В эту минуту полуночную тишину разорвал телефонный звонок, резкий, требовательный. Щедров взял трубку и услышал голос Калашника.
– Что, Антон, разбудил?
– Я еще не ложился. А ты чего полуночничаешь?
– По твоей вине. Что там у тебя стряслось на сессии? Что ты сделал с Роговым?
– Не я, а депутаты. Депутаты освободили Рогова и избрали председателем Сухомлинова. Райком их поддержал. Вот и все.
– Все? Да ты знаешь, что это такое? Издевательство!!
– Прошу не повышать голоса.
– Как же ты мог допустить? Принято такое серьезное решение и без предварительного согласования? Почему не позвонил Румянцеву?

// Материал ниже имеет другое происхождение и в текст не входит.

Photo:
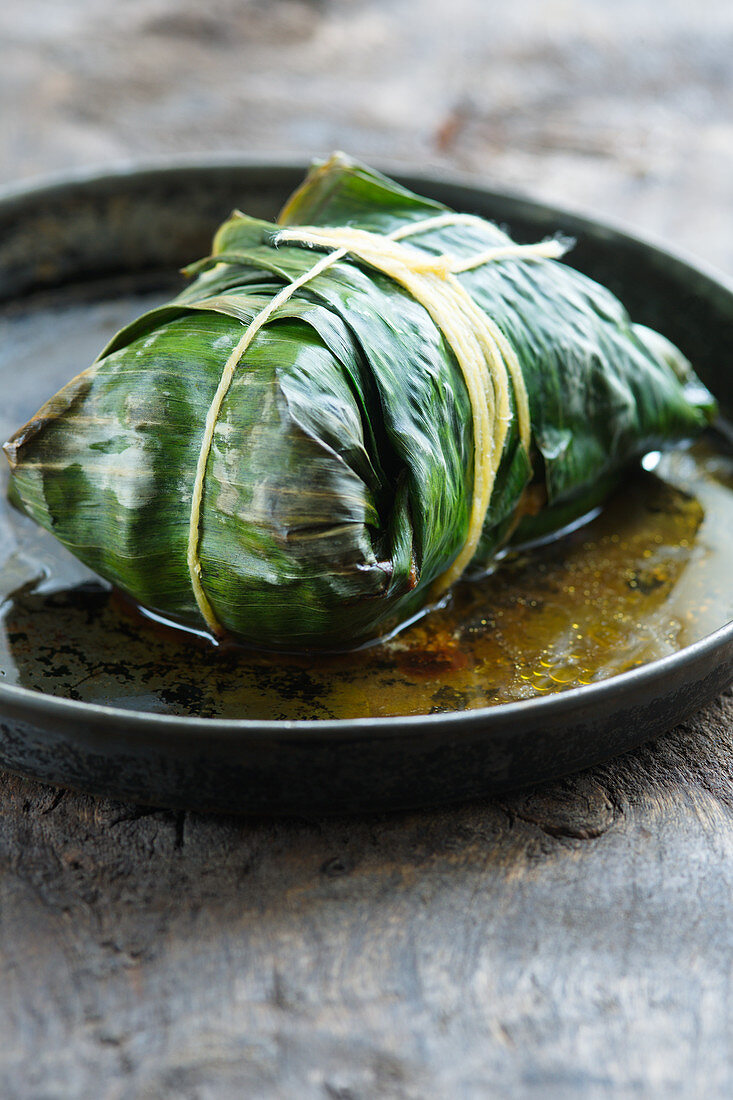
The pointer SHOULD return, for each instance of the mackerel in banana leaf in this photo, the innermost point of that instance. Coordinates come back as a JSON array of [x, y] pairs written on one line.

Почему не поговорил со мной?
– Во-первых, обстоятельства на сессии сложились так, что для разговора с тобой у меня не было времени. Во-вторых, есть рекомендации партийной группы сессии. В-третьих, согласно Конституции, депутаты имеют право и это свое право осуществляют…
– Ведь что произошло? – перебил Калашник. – Вдумайся! Рогова освобождают от должности, на его место назначают Сухомлинова, а я, председатель крайисполкома, ничего об этом не знаю! Как же такое можно?
– Тарас, это не телефонный разговор, – с видимым спокойствием ответил Щедров.
– Тогда вот что, – пробасил Калашник. – Тебе известно, что семинар первых секретарей сельских райкомов открывается во вторник. Ты же приезжай не во вторник, а в понедельник… Для разговора не по телефону.
– Хорошо, приеду в понедельник. Пусть Ануфриев закажет для меня гостиницу.
И Щедров положил трубку.
Глава 34
Утром, еще часа за два до начала работы, Щедров пришел в райком – надо было готовиться к поездке в Степновск – и в приемной застал Сухомлинова. Тот сидел возле окна и читал газету.
– Сергей Сергеевич, что так рано?
– Всю ночь не спал. Все думал: почему этот тяжкий крест пал на меня?
– Не крест, а доверие депутатов. – Щедров открыл дверь и попросил Сухомлинова войти в кабинет. – Этим надо дорожить.
– Дорожить надо, это верно. Одно обстоятельство меня беспокоит.
– Что именно?
– Калашник. Мне с ним работать…
Они стояли перед открытым балконом. Зеленая стена из тополей заслоняла полнеба. По-утреннему шумно горланили грачи, над станицей поднималось солнце, и тополя с гнездами-шапками снизу и доверху были залиты светом.
– Да, такого в Усть-Калитвинском еще не было, – задумчиво сказал Сухомлинов. – Ведь многие депутаты и раньше знали настоящую цену Рогову, да помалкивали…
Вошел Приходько, как всегда, чисто выбритый, со свежим румянцем на щеках. Втроем они составили повестку дня очередного бюро, заседание которого должно было пройти без Щедрова. И хотя их внимание теперь было сосредоточено на готовности района к уборке и на том, сколько в районе недостает грузовиков для вывозки зерна, где и как их раздобыть, а разговор как-то сам по себе и незаметно снова вернулся к Рогову.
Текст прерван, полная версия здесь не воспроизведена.